It might be a good idea to pick up (or keep up) an active hobby as you get older: regular exercise such as jogging, swimming, or playing tennis can reduce the risk of death from any cause in older adults, a new study shows.
The more exercise the better, the research reveals, though even a small amount of activity is better than no activity at all, according to the data obtained from 272,550 adults aged between 59 and 82.
Across seven different categories – running, walking, cycling, swimming, racquet sports, golf, and other aerobic exercise – the team looked at metabolic equivalent of task (MET) hours, a standardized way of measuring an amount of energy expended.
“Our comprehensive analysis of more than 270,000 older adults with a mean of 12 years of follow-up demonstrates the benefits associated with participating in any of these leisure time physical activity types for reducing mortality risk, including cardiovascular and cancer mortality, among older populations,” write the researchers in their published paper.
Across all the categories, a 13 percent reduction in mortality risk from any cause was seen, compared with no participation in these activities. That’s based on 7.5-15 MET hours of activity a week, the amount recommended by the US health agency.
That recommendation equates to 2.5-5 hours of moderate-intensity aerobic physical activity per week (a brisk walk perhaps), or 1.25-2.5 hours of vigorous-intensity aerobic physical activity per week (something like running or cycling).

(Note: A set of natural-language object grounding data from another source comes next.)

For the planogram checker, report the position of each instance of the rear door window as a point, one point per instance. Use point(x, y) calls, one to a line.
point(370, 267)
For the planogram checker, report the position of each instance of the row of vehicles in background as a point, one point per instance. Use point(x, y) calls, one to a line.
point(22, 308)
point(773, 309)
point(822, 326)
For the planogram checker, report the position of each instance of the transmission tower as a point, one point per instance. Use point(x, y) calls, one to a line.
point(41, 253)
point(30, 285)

The researchers also broke down the findings by activity type and cause of death. Running, for example, showed the greatest reduction in the risk of dying of cancer: a drop of 19 percent on average.

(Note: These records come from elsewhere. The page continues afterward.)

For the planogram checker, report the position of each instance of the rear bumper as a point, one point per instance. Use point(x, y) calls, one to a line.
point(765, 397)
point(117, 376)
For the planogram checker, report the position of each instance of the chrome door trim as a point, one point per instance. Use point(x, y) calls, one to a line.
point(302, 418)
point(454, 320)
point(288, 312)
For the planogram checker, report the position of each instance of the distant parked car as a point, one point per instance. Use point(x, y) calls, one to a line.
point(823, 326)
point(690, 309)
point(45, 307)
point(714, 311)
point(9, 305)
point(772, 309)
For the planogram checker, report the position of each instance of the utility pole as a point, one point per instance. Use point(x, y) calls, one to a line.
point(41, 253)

Racquet sports are particularly good for avoiding an early death: the statistics showed a 16 percent reduction in risk for all causes, and a 27 percent reduction in risk of death from cardiovascular diseases.
“These activities both require synchronized action from many muscles for correct form, and racquet sports also require hand-eye coordination and intermittent bursts of very high intensity, which may additionally improve physical functioning,” write the researchers.
Those who exercised more than the recommended number of hours were shown to reduce their mortality risk even further, the study shows, though with diminishing returns as the time spent exercising increases.
At the other end of the scale, participants who didn’t meet the recommended number of hours but still did some activity had a 5 percent reduction in all-cause mortality risk compared with those who didn’t do any activity.
While some activities reduced risk more than others, the researchers are keen to emphasize that finding something active that you enjoy is most important – because it’s then much more likely that you’re going to keep it up.
“Finding an activity that older, inactive individuals enjoy (and so may sustain) is likely of a greater benefit than choosing a particular activity based on the differences between risk estimates reported,” write the researchers.
The research has been published in JAMA Network Open.